Investors withdrew another $8.42 billion from the global hedge fund industry in July, according to the July 2019 eVestment Hedge Fund Asset Flows Report. But strong performance in the industry continues to boost overall industry assets under management (AUM), which stood at $3.303 trillion last month, according to the new report.
Hedge funds have generally been in the green this year, with overall industry performance standing at +7.37% year-to-date, according to eVestment hedge fund performance data. But many investors still may be stinging from the overall industry performance of -5.08% in 2018, causing the industry to suffer from asset outflows based on decisions made by investors months ago following that dismal year. So far this year, only 37% of funds reporting to eVestment have seen net inflows.
Event Driven funds were the only fund type to see significant inflows in July, with investors adding +$2.88 billion to these funds last month. YTD flows into these funds stand at +$10.27 billion.
Other interesting points from the July report include:
- Other primary strategies that saw investor inflows in July included Relative Value Credit funds with +$780 million inflows, MBS Strategies with +$240 million inflows and Distressed funds with +$160 million inflows.
- Long/Short Equity funds continued their losing streak in July, with investors redeeming -$4.55 billion.
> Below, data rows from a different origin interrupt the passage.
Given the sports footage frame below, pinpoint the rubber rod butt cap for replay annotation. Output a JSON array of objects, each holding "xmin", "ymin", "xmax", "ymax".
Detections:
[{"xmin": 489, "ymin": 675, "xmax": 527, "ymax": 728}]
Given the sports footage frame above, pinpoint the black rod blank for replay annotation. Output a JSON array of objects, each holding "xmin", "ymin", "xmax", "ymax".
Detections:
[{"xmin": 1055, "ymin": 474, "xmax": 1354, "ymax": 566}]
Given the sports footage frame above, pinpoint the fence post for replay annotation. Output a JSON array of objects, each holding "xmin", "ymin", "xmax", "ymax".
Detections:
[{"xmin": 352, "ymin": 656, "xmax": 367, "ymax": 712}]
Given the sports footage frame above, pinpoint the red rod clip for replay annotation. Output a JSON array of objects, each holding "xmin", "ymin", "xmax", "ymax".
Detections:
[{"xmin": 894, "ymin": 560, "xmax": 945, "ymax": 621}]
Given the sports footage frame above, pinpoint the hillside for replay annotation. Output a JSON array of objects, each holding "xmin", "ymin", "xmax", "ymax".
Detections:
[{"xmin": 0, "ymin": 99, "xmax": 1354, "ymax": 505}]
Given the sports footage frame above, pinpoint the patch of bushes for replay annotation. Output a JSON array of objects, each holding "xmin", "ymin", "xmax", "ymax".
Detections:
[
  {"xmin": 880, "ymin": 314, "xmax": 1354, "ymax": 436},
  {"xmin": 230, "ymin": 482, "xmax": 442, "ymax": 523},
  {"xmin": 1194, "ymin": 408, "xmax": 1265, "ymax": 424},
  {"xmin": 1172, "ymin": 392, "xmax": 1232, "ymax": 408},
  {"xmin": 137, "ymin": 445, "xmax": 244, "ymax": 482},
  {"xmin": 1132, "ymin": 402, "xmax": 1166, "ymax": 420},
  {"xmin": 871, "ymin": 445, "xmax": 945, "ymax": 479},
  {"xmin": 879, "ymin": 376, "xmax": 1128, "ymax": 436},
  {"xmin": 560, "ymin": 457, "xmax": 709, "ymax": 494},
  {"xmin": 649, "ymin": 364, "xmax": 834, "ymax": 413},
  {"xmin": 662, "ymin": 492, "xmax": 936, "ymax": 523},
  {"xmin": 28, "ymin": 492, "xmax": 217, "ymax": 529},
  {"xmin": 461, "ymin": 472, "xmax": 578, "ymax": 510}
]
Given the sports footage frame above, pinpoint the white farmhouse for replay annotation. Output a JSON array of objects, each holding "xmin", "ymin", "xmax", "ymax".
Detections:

YTD these funds have seen -$25.53 billion in outflows. Long/Short Equity funds still represent the largest primary hedge fund strategy tracked by eVestment, with AUM of $765.57 billion.
- Managed Futures and Multi-Strategy funds also saw meaningful outflows in July, at -$1.73 billion and -$1.64 billion respectively.
- Hedge funds focused on and based in Europe are seeing harder times than most other regions, with funds focused on Europe seeing outflows of -$2.27 billion and funds domiciled in Europe seeing outflows of -$6.32 billion.